Search by Credentials/Qualifications:
- Degree level
- Masters & License: Have completed a 1 to 2-year graduate program in the mental health field, and are licensed by their state to provide mental health services.
- Doctorate & License: Have completed a 4 to 6-year graduate program in the mental health field, and are licensed by their state to provide mental health services.
- IOCDF Training Institute
- BTTI Graduate: Has completed a 3-day intensive training program in the assessment and treatment of OCD and related disorders, primarily using Exposure and Response Prevention (ERP).
- Hoarding BTTI Graduate: Has completed a 3-day intensive training program in the assessment and treatment of hoarding disorder, primarily using Cognitive Behavioral Therapy (CBT).

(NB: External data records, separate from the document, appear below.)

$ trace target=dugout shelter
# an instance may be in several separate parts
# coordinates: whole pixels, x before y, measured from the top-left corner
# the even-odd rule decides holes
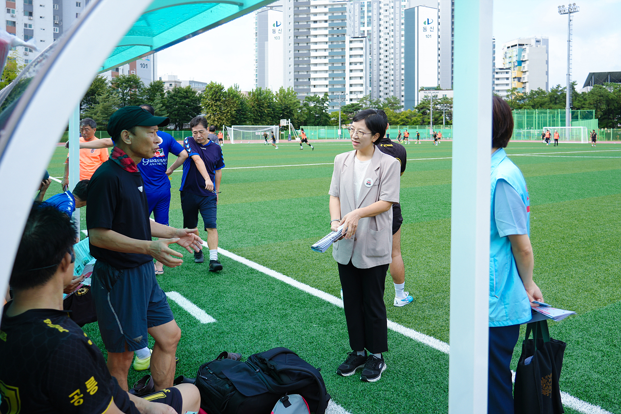
[[[0,97],[0,290],[32,203],[68,121],[72,159],[79,158],[80,99],[98,73],[200,34],[272,0],[92,0],[62,37],[22,71]],[[492,0],[455,5],[449,407],[486,412]],[[105,27],[105,35],[93,27]],[[89,59],[83,58],[88,50]],[[75,68],[79,70],[75,70]],[[70,85],[65,81],[71,73]],[[45,126],[36,142],[32,128]],[[25,155],[27,154],[27,155]],[[27,159],[27,166],[24,165]],[[71,165],[70,188],[79,163]],[[465,202],[467,201],[468,202]]]

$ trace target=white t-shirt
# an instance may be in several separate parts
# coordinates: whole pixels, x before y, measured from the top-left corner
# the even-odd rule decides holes
[[[360,187],[362,182],[365,179],[365,174],[366,173],[366,168],[371,163],[371,159],[366,161],[361,161],[355,155],[353,157],[353,193],[354,203],[358,205],[359,197],[360,195]]]

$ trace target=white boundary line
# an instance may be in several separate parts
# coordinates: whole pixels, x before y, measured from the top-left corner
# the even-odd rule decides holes
[[[188,313],[197,319],[201,323],[211,323],[217,321],[214,318],[206,313],[205,311],[184,298],[181,294],[176,292],[167,292],[166,296],[188,311]]]
[[[204,243],[203,245],[206,246],[206,243]],[[288,285],[291,285],[294,287],[296,287],[301,290],[303,290],[304,292],[312,295],[313,296],[323,299],[324,300],[330,302],[339,308],[343,307],[343,300],[339,298],[337,298],[332,295],[319,290],[319,289],[309,286],[306,283],[298,282],[293,278],[286,276],[281,273],[276,272],[276,270],[273,270],[272,269],[266,267],[263,265],[260,265],[259,264],[250,260],[245,257],[242,257],[242,256],[238,255],[235,253],[225,250],[222,247],[218,247],[218,253],[220,253],[222,255],[226,256],[229,259],[232,259],[236,262],[239,262],[242,264],[245,264],[248,267],[251,267],[256,270],[261,272],[261,273],[264,273],[268,276],[271,276],[274,278],[281,280],[281,282],[284,282]],[[168,294],[168,293],[166,293],[166,295]],[[425,345],[428,345],[431,347],[437,349],[438,351],[444,352],[445,354],[449,353],[450,346],[448,344],[445,342],[443,342],[440,339],[437,339],[432,336],[429,336],[428,335],[420,333],[414,329],[406,328],[403,325],[398,324],[396,322],[393,322],[391,320],[388,321],[388,328],[405,336],[412,338],[412,339],[421,342]],[[515,374],[514,374],[514,381],[515,381]],[[599,405],[593,405],[590,403],[582,401],[582,400],[577,398],[575,397],[573,397],[566,392],[561,391],[561,397],[563,405],[579,411],[584,414],[612,414],[612,413],[606,411]],[[338,404],[335,404],[335,405],[338,406],[338,408],[335,407],[335,410],[333,412],[332,410],[330,412],[326,410],[326,412],[330,413],[330,414],[346,414],[347,413],[347,412],[345,411],[343,407],[340,407]],[[329,408],[330,405],[329,404]]]

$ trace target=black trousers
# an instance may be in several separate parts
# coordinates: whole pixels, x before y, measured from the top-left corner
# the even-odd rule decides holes
[[[347,321],[350,346],[354,351],[366,349],[372,354],[388,351],[386,307],[384,283],[388,265],[358,269],[338,264],[343,288],[343,302]]]

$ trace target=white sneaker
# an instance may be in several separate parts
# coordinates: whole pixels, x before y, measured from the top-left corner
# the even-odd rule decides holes
[[[392,305],[396,306],[404,306],[408,303],[411,303],[414,301],[414,298],[410,296],[410,292],[404,292],[403,293],[406,294],[406,297],[403,299],[399,299],[397,297],[395,297]]]

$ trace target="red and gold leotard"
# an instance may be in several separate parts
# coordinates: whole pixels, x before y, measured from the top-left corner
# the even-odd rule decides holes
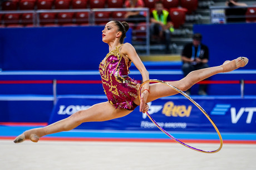
[[[139,83],[128,76],[131,61],[126,63],[121,55],[119,48],[122,45],[107,54],[100,64],[99,71],[109,101],[117,109],[133,110],[137,106],[134,101],[137,96]]]

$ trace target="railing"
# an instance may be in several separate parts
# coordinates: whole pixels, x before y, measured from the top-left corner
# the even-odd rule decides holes
[[[30,11],[0,11],[0,14],[26,14],[26,13],[32,13],[33,14],[33,25],[34,27],[40,27],[42,24],[42,20],[40,19],[40,14],[42,13],[78,13],[78,12],[88,12],[88,18],[85,18],[85,20],[87,20],[88,25],[95,25],[96,22],[100,20],[102,22],[107,22],[112,19],[124,20],[125,18],[115,18],[112,17],[108,18],[100,18],[97,19],[95,17],[95,13],[97,12],[129,12],[129,11],[140,11],[144,12],[146,13],[146,17],[145,20],[145,29],[143,30],[137,30],[136,29],[132,30],[132,33],[136,36],[136,33],[137,32],[144,32],[145,35],[140,35],[140,45],[141,47],[142,45],[142,49],[145,51],[145,54],[150,54],[150,32],[149,32],[149,11],[147,8],[98,8],[98,9],[50,9],[50,10],[30,10]],[[56,23],[56,19],[53,19],[53,21]],[[76,21],[76,18],[73,18],[73,22]],[[134,18],[136,20],[136,18]],[[63,21],[63,20],[62,20]],[[65,20],[64,20],[65,21]],[[4,23],[4,20],[2,20],[2,24],[6,24]],[[136,28],[136,24],[135,27]],[[141,41],[142,40],[142,41]],[[135,40],[136,41],[136,40]],[[135,43],[136,44],[136,43]],[[136,46],[135,47],[136,48]]]
[[[248,6],[247,7],[235,6],[231,7],[227,6],[211,6],[209,8],[211,23],[227,23],[227,20],[232,19],[238,20],[234,22],[256,22],[256,6]],[[244,14],[238,15],[235,14],[226,15],[226,11],[230,9],[244,10]],[[241,20],[241,19],[243,19]]]

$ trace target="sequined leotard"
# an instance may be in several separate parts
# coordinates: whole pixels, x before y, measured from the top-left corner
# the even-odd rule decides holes
[[[133,101],[137,96],[138,82],[128,76],[131,61],[126,63],[121,55],[122,45],[107,54],[100,64],[99,71],[109,101],[117,109],[133,110],[137,106]]]

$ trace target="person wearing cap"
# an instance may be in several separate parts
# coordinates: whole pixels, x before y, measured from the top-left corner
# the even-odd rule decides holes
[[[186,44],[182,51],[181,60],[183,61],[182,70],[185,77],[192,71],[209,68],[208,47],[201,43],[202,35],[200,33],[193,35],[192,43]],[[198,94],[206,95],[206,85],[200,84]],[[186,91],[190,94],[190,90]]]

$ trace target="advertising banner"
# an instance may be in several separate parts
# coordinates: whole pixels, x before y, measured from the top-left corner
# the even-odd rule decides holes
[[[78,110],[87,109],[95,104],[106,101],[105,96],[58,98],[49,123],[53,123]],[[208,113],[221,132],[256,132],[255,97],[197,97],[195,101]],[[164,97],[148,104],[149,113],[167,131],[215,131],[202,112],[184,97]],[[146,114],[139,111],[139,107],[124,117],[105,122],[83,123],[77,128],[159,130]]]

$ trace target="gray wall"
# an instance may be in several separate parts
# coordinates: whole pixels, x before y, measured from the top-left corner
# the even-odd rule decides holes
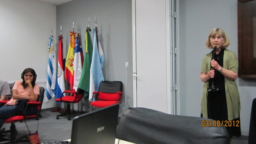
[[[66,57],[70,43],[69,32],[74,23],[75,32],[78,25],[85,47],[85,30],[90,18],[91,29],[95,28],[96,16],[99,38],[105,61],[103,75],[105,80],[118,80],[123,84],[121,110],[133,106],[132,1],[119,0],[74,0],[57,6],[57,33],[63,38],[63,55]],[[92,40],[93,34],[91,32]],[[125,62],[129,62],[127,78]],[[127,89],[126,91],[126,89]],[[121,112],[120,113],[121,114]]]
[[[211,50],[204,45],[210,30],[221,27],[230,40],[228,49],[237,56],[236,0],[179,0],[180,114],[199,117],[203,82],[199,78],[203,56]],[[256,80],[237,79],[240,95],[242,135],[248,135]]]

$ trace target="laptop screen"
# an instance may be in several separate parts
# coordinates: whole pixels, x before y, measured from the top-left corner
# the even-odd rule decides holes
[[[71,144],[115,144],[119,110],[116,104],[75,117]]]

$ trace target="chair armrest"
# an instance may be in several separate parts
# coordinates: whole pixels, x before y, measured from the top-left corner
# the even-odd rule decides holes
[[[94,101],[96,101],[99,100],[98,98],[98,97],[99,96],[99,94],[100,93],[100,92],[93,92],[93,97],[92,98],[92,101],[91,102],[92,102]]]
[[[40,105],[41,102],[28,102],[27,104],[32,104],[32,105]]]
[[[73,91],[73,90],[66,90],[66,91],[64,91],[63,93],[64,93],[64,92],[75,93],[75,91]]]
[[[0,100],[0,103],[1,104],[6,104],[7,102],[9,101],[10,100]]]

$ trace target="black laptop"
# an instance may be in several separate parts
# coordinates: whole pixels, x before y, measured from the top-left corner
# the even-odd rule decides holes
[[[114,144],[119,104],[75,117],[70,144]]]

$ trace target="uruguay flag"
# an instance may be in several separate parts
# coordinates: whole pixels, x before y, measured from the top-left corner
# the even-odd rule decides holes
[[[54,97],[56,94],[55,83],[57,71],[55,59],[55,49],[53,45],[54,37],[51,36],[49,39],[49,41],[48,45],[49,58],[48,59],[47,82],[46,83],[46,101],[47,101]]]
[[[62,35],[59,36],[59,53],[58,55],[58,77],[56,87],[56,98],[60,98],[62,92],[65,91],[65,79],[63,71]],[[63,94],[64,95],[65,93]]]
[[[101,46],[100,47],[99,46],[99,51],[98,51],[95,33],[96,32],[95,29],[94,29],[93,31],[94,33],[93,58],[90,70],[90,92],[89,99],[91,99],[92,98],[93,92],[99,91],[100,83],[101,83],[102,81],[104,80],[102,69],[101,68],[101,60],[100,59],[100,57],[104,58],[104,56],[103,57],[102,56],[102,55],[103,55],[103,52]],[[100,44],[100,42],[99,42],[99,44]],[[99,51],[102,52],[101,54],[100,54],[101,55],[101,56],[99,55]],[[103,65],[103,62],[102,65]]]
[[[74,48],[74,85],[73,89],[77,90],[78,84],[81,78],[82,73],[82,61],[81,59],[81,54],[80,53],[80,45],[78,35],[76,38],[75,42],[75,47]]]

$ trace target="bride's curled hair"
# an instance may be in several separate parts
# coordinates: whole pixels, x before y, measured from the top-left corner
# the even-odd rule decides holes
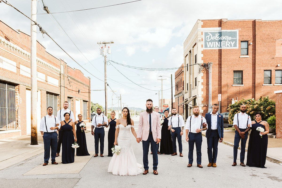
[[[129,111],[129,109],[127,107],[124,107],[122,109],[122,111],[123,111],[124,109],[126,109],[127,110],[127,116],[126,116],[126,124],[127,125],[131,125],[131,119],[130,118],[130,112]]]

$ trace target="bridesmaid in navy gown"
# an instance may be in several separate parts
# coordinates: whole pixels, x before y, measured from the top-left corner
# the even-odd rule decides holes
[[[161,139],[160,152],[162,154],[172,154],[173,153],[172,149],[172,140],[170,130],[168,130],[168,110],[164,110],[165,116],[164,117],[164,123],[162,123],[161,131]]]
[[[63,164],[74,162],[74,149],[71,146],[74,141],[77,139],[75,125],[73,122],[69,120],[70,116],[69,113],[65,113],[64,114],[65,120],[61,122],[61,129],[63,133],[62,136],[62,163]]]
[[[252,122],[252,132],[250,135],[246,165],[250,167],[266,168],[264,165],[266,159],[267,133],[269,132],[269,126],[266,121],[261,121],[260,112],[256,112],[255,115],[256,121]],[[260,132],[257,131],[259,127],[264,129],[265,131]],[[262,138],[261,138],[260,133],[262,135]]]
[[[78,118],[78,120],[74,122],[74,125],[76,125],[76,137],[77,138],[76,143],[79,146],[79,147],[76,148],[76,156],[90,155],[87,150],[86,139],[85,137],[85,132],[84,132],[84,131],[86,130],[86,127],[85,126],[83,127],[81,127],[80,126],[81,123],[84,123],[82,120],[82,115],[79,114],[77,117]]]
[[[114,111],[111,112],[111,118],[108,119],[110,128],[108,132],[108,156],[112,157],[113,153],[111,149],[114,145],[114,134],[116,132],[116,119],[114,118],[116,112]]]

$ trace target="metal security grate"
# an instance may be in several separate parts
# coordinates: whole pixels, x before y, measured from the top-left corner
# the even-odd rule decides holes
[[[0,131],[16,127],[15,89],[14,85],[0,82]]]

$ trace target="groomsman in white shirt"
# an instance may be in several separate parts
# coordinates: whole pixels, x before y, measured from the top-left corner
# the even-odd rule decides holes
[[[65,101],[64,102],[63,107],[64,108],[58,111],[58,113],[57,114],[57,116],[59,119],[59,122],[61,122],[62,121],[65,120],[64,114],[65,114],[65,113],[68,112],[70,114],[70,120],[74,122],[75,121],[74,115],[73,114],[73,112],[72,112],[71,110],[68,109],[68,108],[69,107],[69,102],[67,101]],[[61,131],[59,131],[56,157],[58,157],[60,156],[59,154],[61,151],[61,145],[62,144],[62,132]]]
[[[104,156],[104,139],[105,136],[104,127],[109,126],[108,118],[105,115],[102,114],[101,109],[98,108],[96,111],[97,115],[94,116],[92,119],[91,123],[91,134],[94,136],[95,141],[95,154],[93,157],[98,156],[99,153],[99,140],[100,140],[100,156]],[[95,128],[94,131],[93,129]]]
[[[202,142],[203,141],[202,136],[202,131],[208,129],[208,125],[206,127],[203,128],[203,124],[206,123],[206,120],[204,117],[199,116],[200,109],[198,106],[194,106],[193,108],[194,114],[189,116],[186,121],[186,141],[189,145],[189,153],[188,158],[189,163],[187,167],[191,167],[193,163],[193,151],[194,144],[196,144],[196,151],[197,152],[197,166],[199,168],[202,168]]]
[[[177,110],[175,108],[173,108],[171,113],[172,116],[168,119],[168,129],[171,130],[172,148],[173,150],[173,153],[171,155],[177,155],[176,152],[176,138],[177,138],[179,148],[179,155],[180,157],[183,157],[181,137],[183,135],[183,130],[185,125],[184,120],[182,116],[177,114]]]
[[[252,120],[251,117],[246,113],[247,108],[246,105],[242,105],[240,107],[241,112],[234,115],[233,125],[236,130],[235,131],[234,138],[234,146],[233,147],[234,159],[232,166],[235,166],[237,165],[237,154],[239,147],[239,142],[241,140],[241,153],[240,154],[240,165],[246,166],[244,164],[245,160],[245,149],[246,142],[248,139],[248,132],[252,127]],[[249,125],[250,127],[248,127]]]
[[[39,131],[43,138],[44,143],[44,163],[43,166],[48,164],[50,158],[50,148],[51,148],[52,164],[58,164],[56,162],[56,151],[58,141],[58,134],[56,129],[61,127],[61,124],[57,117],[52,115],[53,108],[47,108],[48,115],[43,117],[40,122]]]

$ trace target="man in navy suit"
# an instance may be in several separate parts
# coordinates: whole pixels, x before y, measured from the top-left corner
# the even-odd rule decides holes
[[[207,113],[205,116],[207,123],[210,125],[211,127],[206,132],[209,158],[208,166],[209,167],[216,167],[218,140],[219,139],[219,142],[221,142],[223,139],[223,117],[217,113],[219,107],[219,105],[215,104],[213,106],[212,111]]]

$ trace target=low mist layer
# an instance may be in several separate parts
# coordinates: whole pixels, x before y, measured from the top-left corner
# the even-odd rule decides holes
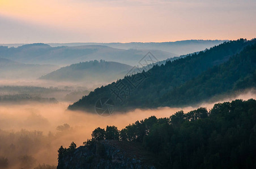
[[[256,98],[255,92],[248,92],[218,102],[250,98]],[[181,109],[186,113],[198,108],[136,109],[125,114],[114,112],[110,117],[103,117],[67,110],[69,104],[60,102],[0,105],[0,165],[4,166],[7,161],[8,168],[33,168],[43,163],[56,166],[57,150],[61,145],[67,147],[72,141],[82,145],[91,138],[96,127],[114,125],[121,130],[151,115],[168,117]],[[202,103],[198,107],[210,109],[214,105]]]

- Pediatric BTTI Graduate: Has completed a 3-day intensive training program in the assessment and treatment of OCD in children and adolescents, primarily using Exposure and Response Prevention (ERP).
- BTTI Faculty Member: A nationally-recognized expert in OCD and related disorders, and typically also a member of the IOCDF’s Scientific and Clinical Advisory Board. These therapists serve as instructors for the Behavior Therapy Training Institute programs.
Search by Payment Method(s):
- Self pay: Paying out of pocket.
- Sliding fee: May offer lower fees for lower income clients.
- Private insurance: Accepts insurance for services. Please verify with your insurance provider about the type of coverage offered for behavioral/mental health services.
- Medicare/Medicaid: Accepts Medicare/Medicaid.